Off-label use of sodium chlorite by patients with ALS (PALS) has received much recent attention in the lay press (Citation1−3). Here, on behalf of PALS who requested it we review the evidence for sodium chlorite in ALS.
Rationale
Over-activation of immune cells called macrophages and microglia occurs prior to symptom onset in animal models of ALS (Citation4,Citation5). PET imaging has similarly suggested widespread microglial activation in some PALS (Citation6) and both patient blood samples and autopsy studies suggest that the degree of immune activation may correlate with disease progression (Citation7,Citation8). The intravenous agent NP001 modulates the activation of macrophages and is currently being studied in human ALS trials (Citation9). Preliminary results are discussed further below (Citation10,Citation11). At the present time NP001 is not available outside of research trials. Sodium chlorite is the active ingredient in NP001 (Citation12), and is available for off-label use, both orally (Citation13) and intravenously as WF10 (Citation14,Citation15).
Relevant animal data
NP001 has been studied in the C57B1/6 G93A congenic SOD mouse model of ALS (Citation16). Nineteen mice given NP001 every three weeks (five days on, 16 days off) starting at 65 days survived 13 days longer and had slower decline in blinded neuroscore evaluations compared to saline injected animals.
ALSUntangled finds no ALS animal studies of oral sodium chlorite or WF10.
Relevant human data
A randomized, double-blind, placebo-controlled phase IIa trial of intravenous NP001 in 136 PALS was recently completed (Citation10,Citation11). Although the predefined study endpoints of efficacy did not meet statistical significance, subjects taking NP001 showed a trend toward slowed disease progression as measured by the ALSFRS-R. Post hoc analysis also suggested that a greater percentage of subjects on NP001 (27%) experienced a halt in disease progression over the six-month trial compared to a combination of placebo- treated and historical controls (10%). Additional trials are being planned (Citation11).

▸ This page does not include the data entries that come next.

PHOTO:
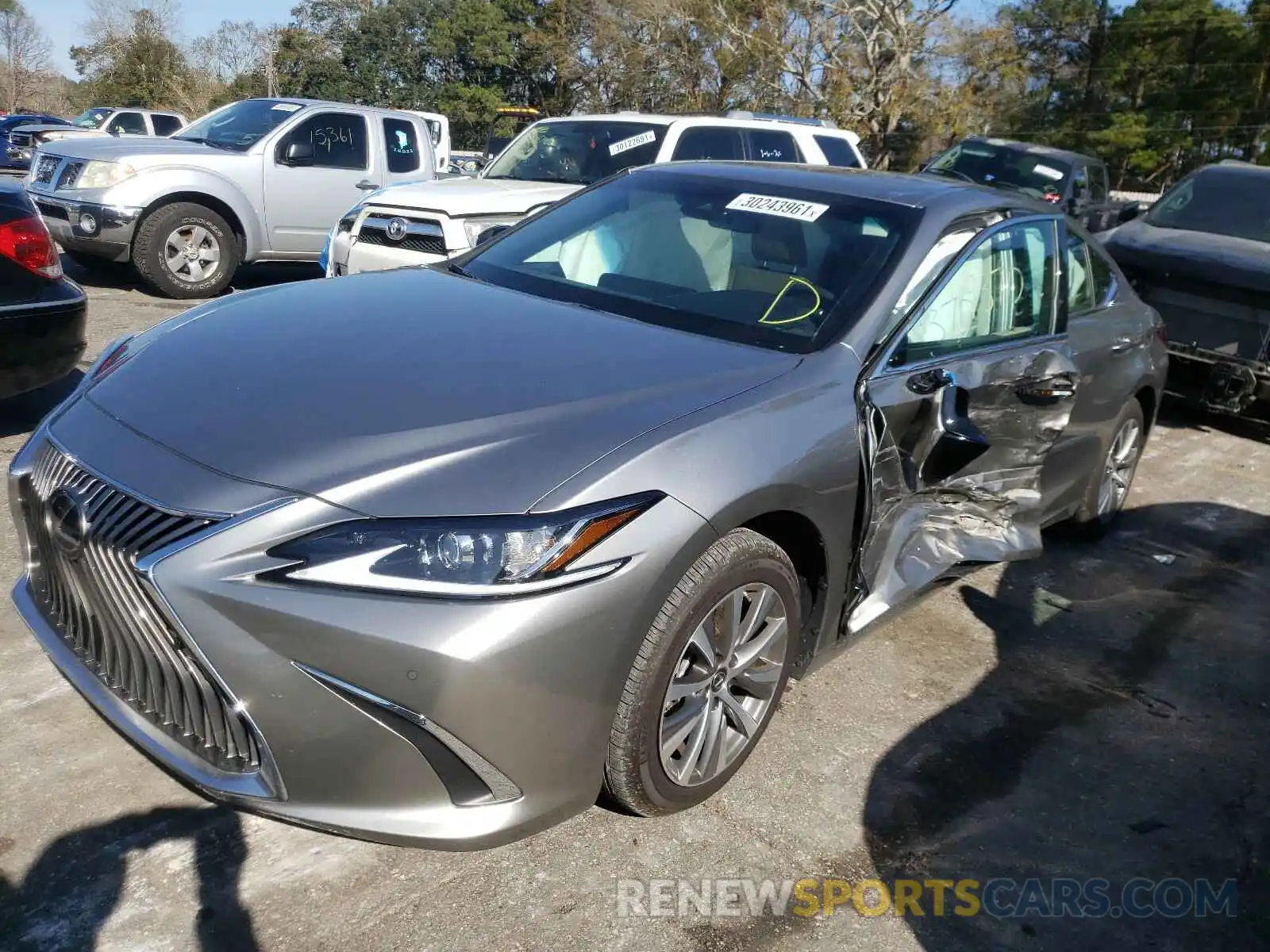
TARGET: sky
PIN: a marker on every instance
(63, 21)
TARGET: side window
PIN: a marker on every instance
(1098, 183)
(164, 125)
(837, 152)
(774, 146)
(1003, 292)
(1081, 295)
(402, 144)
(709, 143)
(129, 125)
(338, 140)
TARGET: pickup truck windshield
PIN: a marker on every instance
(733, 257)
(1219, 201)
(239, 126)
(92, 118)
(987, 164)
(577, 152)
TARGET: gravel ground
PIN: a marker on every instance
(1099, 712)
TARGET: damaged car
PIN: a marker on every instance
(556, 520)
(1202, 258)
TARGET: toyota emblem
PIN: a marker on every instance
(67, 520)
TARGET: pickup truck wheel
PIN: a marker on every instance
(186, 251)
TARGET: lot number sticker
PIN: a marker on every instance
(781, 207)
(643, 139)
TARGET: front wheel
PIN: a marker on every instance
(1109, 486)
(708, 677)
(186, 251)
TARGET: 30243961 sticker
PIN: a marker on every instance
(624, 145)
(778, 206)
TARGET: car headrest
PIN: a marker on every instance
(780, 241)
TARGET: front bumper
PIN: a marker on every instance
(376, 712)
(105, 232)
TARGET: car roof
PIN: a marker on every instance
(1037, 149)
(950, 196)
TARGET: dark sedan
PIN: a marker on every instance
(1202, 258)
(42, 314)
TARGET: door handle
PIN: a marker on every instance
(926, 382)
(1049, 390)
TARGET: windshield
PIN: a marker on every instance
(239, 126)
(92, 118)
(577, 152)
(729, 257)
(1221, 201)
(986, 164)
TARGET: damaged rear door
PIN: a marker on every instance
(958, 413)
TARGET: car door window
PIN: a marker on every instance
(165, 125)
(1003, 291)
(403, 145)
(774, 146)
(709, 143)
(1081, 292)
(837, 152)
(338, 140)
(129, 125)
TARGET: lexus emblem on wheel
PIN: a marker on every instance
(67, 520)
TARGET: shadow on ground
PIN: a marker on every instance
(71, 890)
(1124, 733)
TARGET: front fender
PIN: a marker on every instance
(150, 188)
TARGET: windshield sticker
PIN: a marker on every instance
(643, 139)
(781, 207)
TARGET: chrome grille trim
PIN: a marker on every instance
(102, 609)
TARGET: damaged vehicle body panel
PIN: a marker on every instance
(1200, 259)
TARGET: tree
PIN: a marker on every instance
(25, 52)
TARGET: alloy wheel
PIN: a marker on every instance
(723, 685)
(192, 253)
(1119, 467)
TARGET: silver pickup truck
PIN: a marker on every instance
(260, 179)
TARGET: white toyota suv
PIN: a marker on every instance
(423, 222)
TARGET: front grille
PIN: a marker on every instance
(93, 596)
(44, 169)
(69, 175)
(52, 211)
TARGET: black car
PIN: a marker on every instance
(1202, 258)
(1076, 182)
(42, 314)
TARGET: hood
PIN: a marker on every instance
(1199, 255)
(414, 393)
(463, 197)
(107, 148)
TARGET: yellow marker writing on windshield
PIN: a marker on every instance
(776, 300)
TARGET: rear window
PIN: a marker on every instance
(837, 152)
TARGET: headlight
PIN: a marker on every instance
(475, 226)
(475, 556)
(98, 175)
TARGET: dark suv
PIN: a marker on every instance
(1076, 182)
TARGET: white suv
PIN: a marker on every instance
(423, 222)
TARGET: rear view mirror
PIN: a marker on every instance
(1130, 213)
(298, 154)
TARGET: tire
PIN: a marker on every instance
(635, 774)
(187, 226)
(1096, 516)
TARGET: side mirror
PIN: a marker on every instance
(1130, 213)
(491, 234)
(298, 154)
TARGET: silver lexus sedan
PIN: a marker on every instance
(440, 556)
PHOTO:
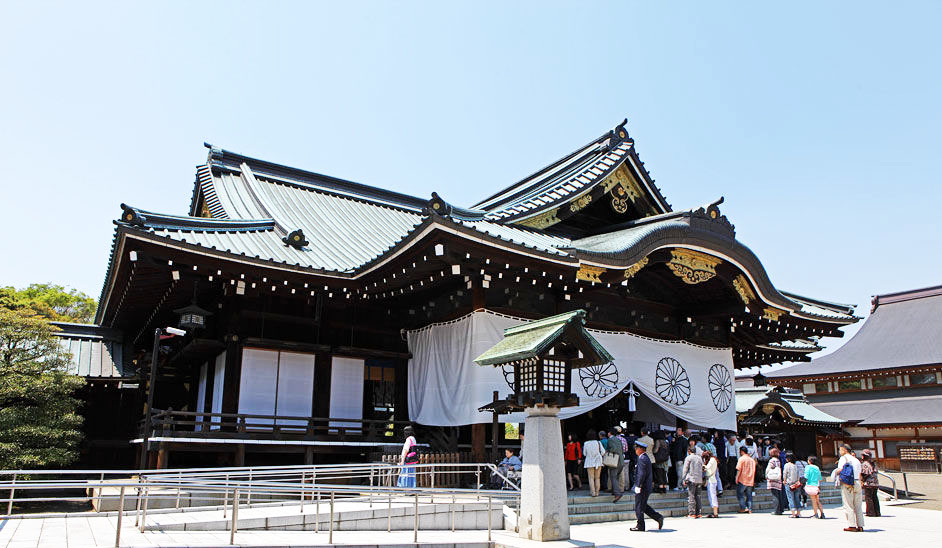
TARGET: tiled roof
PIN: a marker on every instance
(532, 339)
(748, 398)
(568, 178)
(901, 332)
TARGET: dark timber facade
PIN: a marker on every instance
(317, 277)
(887, 380)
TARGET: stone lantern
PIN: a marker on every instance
(543, 354)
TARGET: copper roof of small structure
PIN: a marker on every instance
(244, 208)
(95, 352)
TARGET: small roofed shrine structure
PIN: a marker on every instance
(786, 415)
(333, 302)
(886, 380)
(542, 355)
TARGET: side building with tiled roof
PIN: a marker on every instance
(887, 379)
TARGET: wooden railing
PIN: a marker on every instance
(170, 423)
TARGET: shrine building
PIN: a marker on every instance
(323, 315)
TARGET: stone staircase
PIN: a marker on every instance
(586, 509)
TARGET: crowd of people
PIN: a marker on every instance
(650, 462)
(706, 462)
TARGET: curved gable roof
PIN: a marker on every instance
(904, 330)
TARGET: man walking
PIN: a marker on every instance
(693, 479)
(678, 454)
(616, 476)
(644, 484)
(745, 480)
(851, 488)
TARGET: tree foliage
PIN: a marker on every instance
(52, 301)
(39, 419)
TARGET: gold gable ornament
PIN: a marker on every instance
(771, 313)
(741, 285)
(543, 220)
(588, 273)
(635, 268)
(693, 267)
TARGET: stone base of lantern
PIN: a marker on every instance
(544, 514)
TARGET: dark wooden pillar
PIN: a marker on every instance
(478, 431)
(495, 425)
(322, 371)
(478, 439)
(163, 456)
(233, 375)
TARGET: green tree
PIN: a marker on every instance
(52, 301)
(39, 419)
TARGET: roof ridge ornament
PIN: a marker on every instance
(618, 135)
(132, 216)
(295, 239)
(712, 213)
(438, 206)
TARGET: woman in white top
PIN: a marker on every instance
(592, 453)
(709, 472)
(408, 458)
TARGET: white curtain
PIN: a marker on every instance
(219, 375)
(295, 386)
(346, 391)
(446, 387)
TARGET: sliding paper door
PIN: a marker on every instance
(295, 387)
(257, 387)
(219, 375)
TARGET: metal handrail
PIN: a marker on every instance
(889, 477)
(278, 481)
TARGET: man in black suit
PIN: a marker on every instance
(644, 484)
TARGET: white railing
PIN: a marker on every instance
(315, 484)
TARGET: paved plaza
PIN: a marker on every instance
(900, 525)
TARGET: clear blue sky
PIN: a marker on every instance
(819, 122)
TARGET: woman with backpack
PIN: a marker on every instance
(592, 452)
(791, 482)
(573, 455)
(773, 478)
(408, 458)
(709, 473)
(812, 486)
(871, 483)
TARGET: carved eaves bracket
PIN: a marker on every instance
(692, 266)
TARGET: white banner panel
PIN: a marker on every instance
(446, 387)
(346, 391)
(295, 386)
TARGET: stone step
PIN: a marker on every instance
(678, 512)
(725, 505)
(682, 495)
(348, 517)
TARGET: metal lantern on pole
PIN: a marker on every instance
(543, 354)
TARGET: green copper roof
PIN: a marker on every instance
(532, 339)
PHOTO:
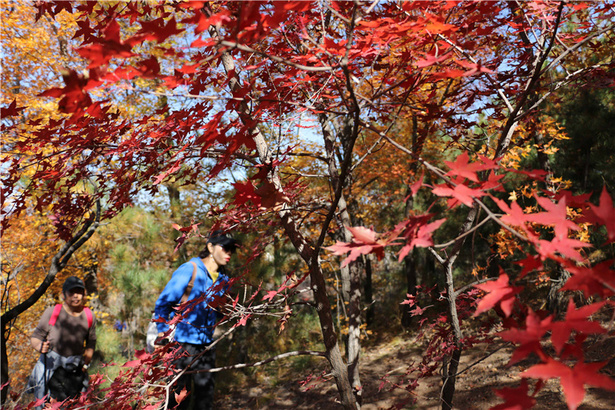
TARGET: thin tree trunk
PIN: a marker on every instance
(58, 263)
(307, 252)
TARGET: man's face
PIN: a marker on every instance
(74, 297)
(221, 255)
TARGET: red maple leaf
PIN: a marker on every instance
(528, 338)
(572, 379)
(179, 397)
(595, 280)
(461, 192)
(555, 216)
(498, 292)
(577, 320)
(417, 233)
(365, 241)
(529, 264)
(564, 246)
(514, 214)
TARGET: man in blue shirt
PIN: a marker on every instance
(201, 277)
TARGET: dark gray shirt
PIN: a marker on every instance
(70, 335)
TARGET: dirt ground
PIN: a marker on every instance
(483, 368)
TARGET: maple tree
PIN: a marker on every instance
(469, 76)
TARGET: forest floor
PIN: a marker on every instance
(483, 368)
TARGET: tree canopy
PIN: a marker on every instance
(362, 129)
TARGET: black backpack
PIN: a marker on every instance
(66, 382)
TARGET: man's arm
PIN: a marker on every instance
(39, 345)
(87, 356)
(171, 295)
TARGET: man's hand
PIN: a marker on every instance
(161, 340)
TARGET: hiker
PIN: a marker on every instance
(201, 276)
(66, 337)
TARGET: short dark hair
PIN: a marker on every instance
(72, 282)
(221, 238)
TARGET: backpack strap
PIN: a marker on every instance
(54, 316)
(186, 294)
(89, 316)
(58, 308)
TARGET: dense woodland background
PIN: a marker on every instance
(439, 172)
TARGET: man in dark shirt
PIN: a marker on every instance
(69, 342)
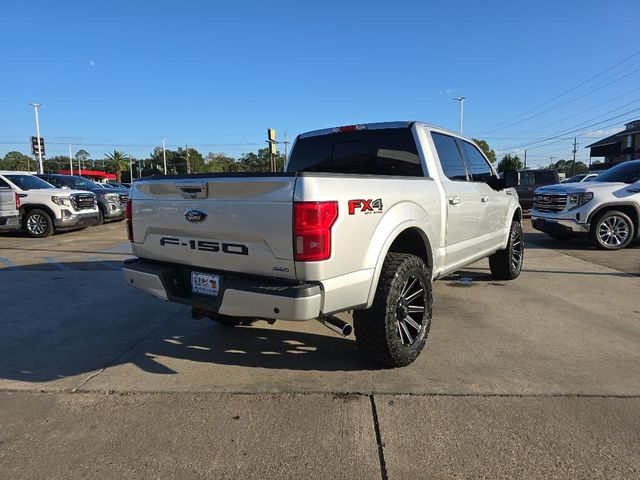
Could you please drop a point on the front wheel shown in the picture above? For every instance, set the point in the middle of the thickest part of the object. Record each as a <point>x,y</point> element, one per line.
<point>393,331</point>
<point>612,230</point>
<point>38,224</point>
<point>507,264</point>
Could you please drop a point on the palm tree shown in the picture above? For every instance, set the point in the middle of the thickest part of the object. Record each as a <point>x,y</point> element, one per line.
<point>118,161</point>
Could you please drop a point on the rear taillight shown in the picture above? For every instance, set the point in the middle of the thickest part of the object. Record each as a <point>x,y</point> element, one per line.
<point>312,222</point>
<point>129,217</point>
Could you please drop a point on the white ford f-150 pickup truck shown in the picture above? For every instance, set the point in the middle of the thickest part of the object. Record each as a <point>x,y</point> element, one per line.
<point>363,219</point>
<point>606,209</point>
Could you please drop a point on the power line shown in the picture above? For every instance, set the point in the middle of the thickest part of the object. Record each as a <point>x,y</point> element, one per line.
<point>573,99</point>
<point>491,128</point>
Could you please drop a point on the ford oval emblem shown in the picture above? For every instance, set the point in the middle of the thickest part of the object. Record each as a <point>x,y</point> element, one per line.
<point>194,215</point>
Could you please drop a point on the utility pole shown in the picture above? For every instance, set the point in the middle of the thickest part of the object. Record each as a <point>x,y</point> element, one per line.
<point>164,156</point>
<point>70,161</point>
<point>286,145</point>
<point>36,107</point>
<point>461,100</point>
<point>574,155</point>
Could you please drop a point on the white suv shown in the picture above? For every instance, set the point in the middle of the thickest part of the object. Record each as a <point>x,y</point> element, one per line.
<point>607,208</point>
<point>46,209</point>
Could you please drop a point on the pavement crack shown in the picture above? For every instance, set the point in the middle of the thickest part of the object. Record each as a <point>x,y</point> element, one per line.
<point>376,425</point>
<point>88,379</point>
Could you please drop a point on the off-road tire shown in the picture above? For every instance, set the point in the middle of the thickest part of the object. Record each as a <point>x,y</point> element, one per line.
<point>38,224</point>
<point>613,218</point>
<point>377,329</point>
<point>507,264</point>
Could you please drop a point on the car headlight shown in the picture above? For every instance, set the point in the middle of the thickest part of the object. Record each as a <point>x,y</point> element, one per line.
<point>576,200</point>
<point>111,197</point>
<point>62,201</point>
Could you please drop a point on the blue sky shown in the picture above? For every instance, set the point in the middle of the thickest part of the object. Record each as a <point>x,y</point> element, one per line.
<point>215,75</point>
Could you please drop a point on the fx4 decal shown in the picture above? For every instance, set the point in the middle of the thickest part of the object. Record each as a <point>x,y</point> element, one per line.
<point>365,206</point>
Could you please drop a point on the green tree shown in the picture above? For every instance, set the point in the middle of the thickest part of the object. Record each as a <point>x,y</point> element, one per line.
<point>17,161</point>
<point>510,162</point>
<point>118,162</point>
<point>488,151</point>
<point>260,162</point>
<point>219,162</point>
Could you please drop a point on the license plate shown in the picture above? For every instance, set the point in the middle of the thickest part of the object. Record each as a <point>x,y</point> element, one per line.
<point>205,283</point>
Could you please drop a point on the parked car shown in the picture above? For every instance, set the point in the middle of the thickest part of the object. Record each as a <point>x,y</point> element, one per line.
<point>607,208</point>
<point>363,219</point>
<point>9,208</point>
<point>111,201</point>
<point>532,179</point>
<point>581,177</point>
<point>46,209</point>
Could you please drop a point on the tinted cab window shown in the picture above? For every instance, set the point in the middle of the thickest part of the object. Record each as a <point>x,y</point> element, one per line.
<point>390,151</point>
<point>450,157</point>
<point>479,168</point>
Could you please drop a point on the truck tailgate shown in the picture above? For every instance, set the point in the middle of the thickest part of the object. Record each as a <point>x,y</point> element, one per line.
<point>229,223</point>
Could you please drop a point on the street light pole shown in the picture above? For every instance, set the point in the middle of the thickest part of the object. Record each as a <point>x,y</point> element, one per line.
<point>461,100</point>
<point>36,106</point>
<point>164,156</point>
<point>70,161</point>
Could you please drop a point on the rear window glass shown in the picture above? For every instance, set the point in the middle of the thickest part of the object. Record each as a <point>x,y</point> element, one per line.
<point>545,178</point>
<point>389,151</point>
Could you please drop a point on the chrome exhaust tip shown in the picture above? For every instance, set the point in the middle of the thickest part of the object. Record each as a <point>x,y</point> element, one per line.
<point>335,324</point>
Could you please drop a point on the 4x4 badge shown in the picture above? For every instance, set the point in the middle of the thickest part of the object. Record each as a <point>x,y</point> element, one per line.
<point>194,215</point>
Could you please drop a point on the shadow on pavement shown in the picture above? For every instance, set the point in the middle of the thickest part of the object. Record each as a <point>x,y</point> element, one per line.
<point>51,335</point>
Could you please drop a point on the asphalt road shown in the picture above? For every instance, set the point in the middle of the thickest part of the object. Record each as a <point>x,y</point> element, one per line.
<point>534,378</point>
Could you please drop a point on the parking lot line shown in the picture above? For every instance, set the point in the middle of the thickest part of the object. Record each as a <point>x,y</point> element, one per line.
<point>52,261</point>
<point>7,263</point>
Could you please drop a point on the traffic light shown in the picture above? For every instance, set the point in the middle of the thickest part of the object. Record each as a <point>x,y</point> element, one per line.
<point>271,140</point>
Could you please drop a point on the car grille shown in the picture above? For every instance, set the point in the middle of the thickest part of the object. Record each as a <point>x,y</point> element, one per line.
<point>83,201</point>
<point>550,202</point>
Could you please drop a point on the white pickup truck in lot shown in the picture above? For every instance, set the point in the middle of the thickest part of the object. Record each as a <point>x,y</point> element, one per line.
<point>46,209</point>
<point>9,209</point>
<point>363,219</point>
<point>606,209</point>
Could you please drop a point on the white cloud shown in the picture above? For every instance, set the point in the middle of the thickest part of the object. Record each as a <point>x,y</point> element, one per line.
<point>603,133</point>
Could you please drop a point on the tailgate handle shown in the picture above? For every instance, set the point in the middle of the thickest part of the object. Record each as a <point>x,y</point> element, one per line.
<point>193,190</point>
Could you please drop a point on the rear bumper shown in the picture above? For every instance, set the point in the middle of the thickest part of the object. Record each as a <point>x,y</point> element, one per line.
<point>71,220</point>
<point>239,295</point>
<point>557,226</point>
<point>10,223</point>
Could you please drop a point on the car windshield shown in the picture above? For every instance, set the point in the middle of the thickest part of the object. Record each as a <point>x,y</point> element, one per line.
<point>574,179</point>
<point>80,183</point>
<point>628,172</point>
<point>28,182</point>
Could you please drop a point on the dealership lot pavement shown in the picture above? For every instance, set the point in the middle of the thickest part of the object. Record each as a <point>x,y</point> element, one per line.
<point>537,377</point>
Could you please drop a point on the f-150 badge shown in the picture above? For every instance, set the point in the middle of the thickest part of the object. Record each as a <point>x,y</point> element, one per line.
<point>365,206</point>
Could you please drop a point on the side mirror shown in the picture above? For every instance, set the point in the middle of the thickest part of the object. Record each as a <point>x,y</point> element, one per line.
<point>510,178</point>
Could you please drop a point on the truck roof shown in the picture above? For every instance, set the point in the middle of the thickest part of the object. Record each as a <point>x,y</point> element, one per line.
<point>379,125</point>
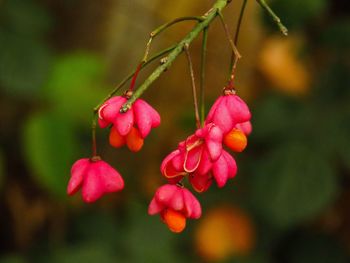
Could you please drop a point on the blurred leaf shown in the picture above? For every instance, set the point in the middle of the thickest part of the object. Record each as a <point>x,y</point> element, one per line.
<point>147,239</point>
<point>108,232</point>
<point>320,249</point>
<point>87,253</point>
<point>74,86</point>
<point>296,13</point>
<point>292,184</point>
<point>50,148</point>
<point>336,36</point>
<point>12,259</point>
<point>24,17</point>
<point>275,117</point>
<point>2,172</point>
<point>24,64</point>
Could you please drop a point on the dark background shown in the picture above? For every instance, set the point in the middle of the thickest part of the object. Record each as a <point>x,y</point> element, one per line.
<point>290,201</point>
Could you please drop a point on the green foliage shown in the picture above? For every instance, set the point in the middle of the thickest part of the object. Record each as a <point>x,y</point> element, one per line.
<point>2,170</point>
<point>74,85</point>
<point>24,64</point>
<point>293,184</point>
<point>50,149</point>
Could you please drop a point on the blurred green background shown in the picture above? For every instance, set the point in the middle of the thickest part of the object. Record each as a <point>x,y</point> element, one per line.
<point>290,201</point>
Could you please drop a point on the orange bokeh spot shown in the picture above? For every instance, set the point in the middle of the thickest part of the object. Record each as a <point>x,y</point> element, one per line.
<point>224,232</point>
<point>175,220</point>
<point>134,141</point>
<point>236,140</point>
<point>115,139</point>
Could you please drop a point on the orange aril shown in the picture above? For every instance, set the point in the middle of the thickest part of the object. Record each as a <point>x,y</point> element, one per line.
<point>236,140</point>
<point>115,139</point>
<point>175,220</point>
<point>134,141</point>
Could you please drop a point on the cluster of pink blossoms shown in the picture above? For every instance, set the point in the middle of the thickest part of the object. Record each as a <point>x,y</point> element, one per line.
<point>201,157</point>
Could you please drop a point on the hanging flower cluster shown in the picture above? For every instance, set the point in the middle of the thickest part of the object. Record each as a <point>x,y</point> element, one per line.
<point>202,158</point>
<point>94,176</point>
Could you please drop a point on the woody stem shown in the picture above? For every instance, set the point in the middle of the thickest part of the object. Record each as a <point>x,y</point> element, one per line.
<point>207,19</point>
<point>235,51</point>
<point>193,84</point>
<point>93,134</point>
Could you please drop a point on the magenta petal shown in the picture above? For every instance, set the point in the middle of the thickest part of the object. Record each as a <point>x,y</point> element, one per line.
<point>124,122</point>
<point>192,206</point>
<point>77,174</point>
<point>102,123</point>
<point>92,188</point>
<point>110,109</point>
<point>168,169</point>
<point>222,117</point>
<point>177,202</point>
<point>154,207</point>
<point>192,158</point>
<point>213,109</point>
<point>165,193</point>
<point>238,109</point>
<point>231,164</point>
<point>205,164</point>
<point>111,179</point>
<point>220,171</point>
<point>143,117</point>
<point>245,127</point>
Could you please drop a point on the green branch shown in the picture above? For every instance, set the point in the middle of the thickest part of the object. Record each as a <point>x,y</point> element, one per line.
<point>207,19</point>
<point>282,28</point>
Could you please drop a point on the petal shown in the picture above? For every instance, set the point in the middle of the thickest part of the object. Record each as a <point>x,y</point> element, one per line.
<point>167,168</point>
<point>154,207</point>
<point>115,139</point>
<point>77,175</point>
<point>220,171</point>
<point>200,183</point>
<point>176,201</point>
<point>110,109</point>
<point>238,109</point>
<point>143,117</point>
<point>205,164</point>
<point>110,178</point>
<point>165,193</point>
<point>231,164</point>
<point>245,127</point>
<point>192,206</point>
<point>92,188</point>
<point>213,109</point>
<point>192,158</point>
<point>134,141</point>
<point>222,117</point>
<point>124,122</point>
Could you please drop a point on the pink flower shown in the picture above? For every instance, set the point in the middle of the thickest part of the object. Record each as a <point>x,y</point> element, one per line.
<point>95,177</point>
<point>220,171</point>
<point>227,111</point>
<point>245,127</point>
<point>175,203</point>
<point>131,127</point>
<point>196,152</point>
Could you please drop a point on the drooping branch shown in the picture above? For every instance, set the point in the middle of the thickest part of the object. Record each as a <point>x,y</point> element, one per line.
<point>207,19</point>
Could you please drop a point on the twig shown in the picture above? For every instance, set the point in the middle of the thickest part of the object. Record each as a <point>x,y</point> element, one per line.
<point>202,76</point>
<point>234,49</point>
<point>127,78</point>
<point>282,28</point>
<point>207,19</point>
<point>160,29</point>
<point>193,84</point>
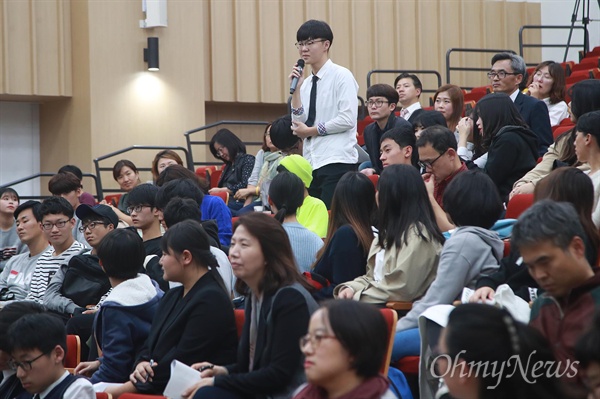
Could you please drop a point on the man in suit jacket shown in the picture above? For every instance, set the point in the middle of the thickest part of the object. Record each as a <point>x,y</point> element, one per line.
<point>506,76</point>
<point>409,90</point>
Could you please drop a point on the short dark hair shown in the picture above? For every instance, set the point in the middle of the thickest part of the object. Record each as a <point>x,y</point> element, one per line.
<point>180,209</point>
<point>383,90</point>
<point>547,221</point>
<point>287,193</point>
<point>313,29</point>
<point>9,190</point>
<point>33,205</point>
<point>27,334</point>
<point>590,124</point>
<point>12,312</point>
<point>63,183</point>
<point>122,254</point>
<point>183,188</point>
<point>120,165</point>
<point>439,137</point>
<point>143,194</point>
<point>404,136</point>
<point>472,199</point>
<point>229,140</point>
<point>416,81</point>
<point>354,323</point>
<point>56,206</point>
<point>282,135</point>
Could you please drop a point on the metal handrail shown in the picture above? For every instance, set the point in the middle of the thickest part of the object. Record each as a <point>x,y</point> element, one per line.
<point>48,174</point>
<point>566,46</point>
<point>190,142</point>
<point>469,69</point>
<point>99,169</point>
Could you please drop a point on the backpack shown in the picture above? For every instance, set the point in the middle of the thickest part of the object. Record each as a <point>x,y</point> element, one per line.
<point>85,282</point>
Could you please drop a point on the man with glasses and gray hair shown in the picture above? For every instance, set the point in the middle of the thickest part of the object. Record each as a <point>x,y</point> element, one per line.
<point>507,75</point>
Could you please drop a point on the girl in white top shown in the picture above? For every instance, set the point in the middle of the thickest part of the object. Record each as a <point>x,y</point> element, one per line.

ALSUntangled is not aware of any clinical trials of oral sodium chlorite or WF10 in PALS. However, there are online anecdotal reports from PALS taking these formulations. The most widely publicized case is that of Eric Valor (Citation1−3). He experienced the following while taking oral sodium chlorite: “My speech did get a little clearer and projection was louder. My left thigh muscle also awoke and you can see it in my video data. To this day I retain most of that regained movement.” (Citation17). Heywood et al. analyzed a group of anecdotal reports from patients taking oral sodium chlorite (Citation18). They compared the change in ALSFRS-R scores reported by 17 PALS on PatientsLikeMe taking oral sodium chlorite over 2.5 months to 85 matched historical controls. Patients on oral sodium chlorite appeared to progress faster than matched controls; the authors reported an 80% confidence that oral sodium chlorite was worsening ALS progression rate. One criticism of this study is that 2.5 months is a short duration over which to look for an effect on ALS disease progression.
No similar analysis is available for WF10 due to the very small numbers of PALS on PatientsLikeMe that reported taking it (n = 9, of which only three are publicly reviewable). Of these, only the user named ‘Persevering’ reported “major” effectiveness and described it as follows: “Hands uncurled mostly and have become more ‘flexible’ and dexterous, beginning day 1. Walking has improved significantly. Balance, gait speed and foot lift improved and were noticed by several others on the third day, without me commenting. Continued improvement on day 3 thru 6. Was highly dependent on cane, now again am confident without. Speech has improved, to where some words and phrases are understandable again. Swallowing better. Cough far more productive from day 2. Elimination of minor day drooling, and even while sleeping” (Citation19). Two other users reported minor transient improvements such as decreased mouth/lip numbness and improved tongue strength (Citation20).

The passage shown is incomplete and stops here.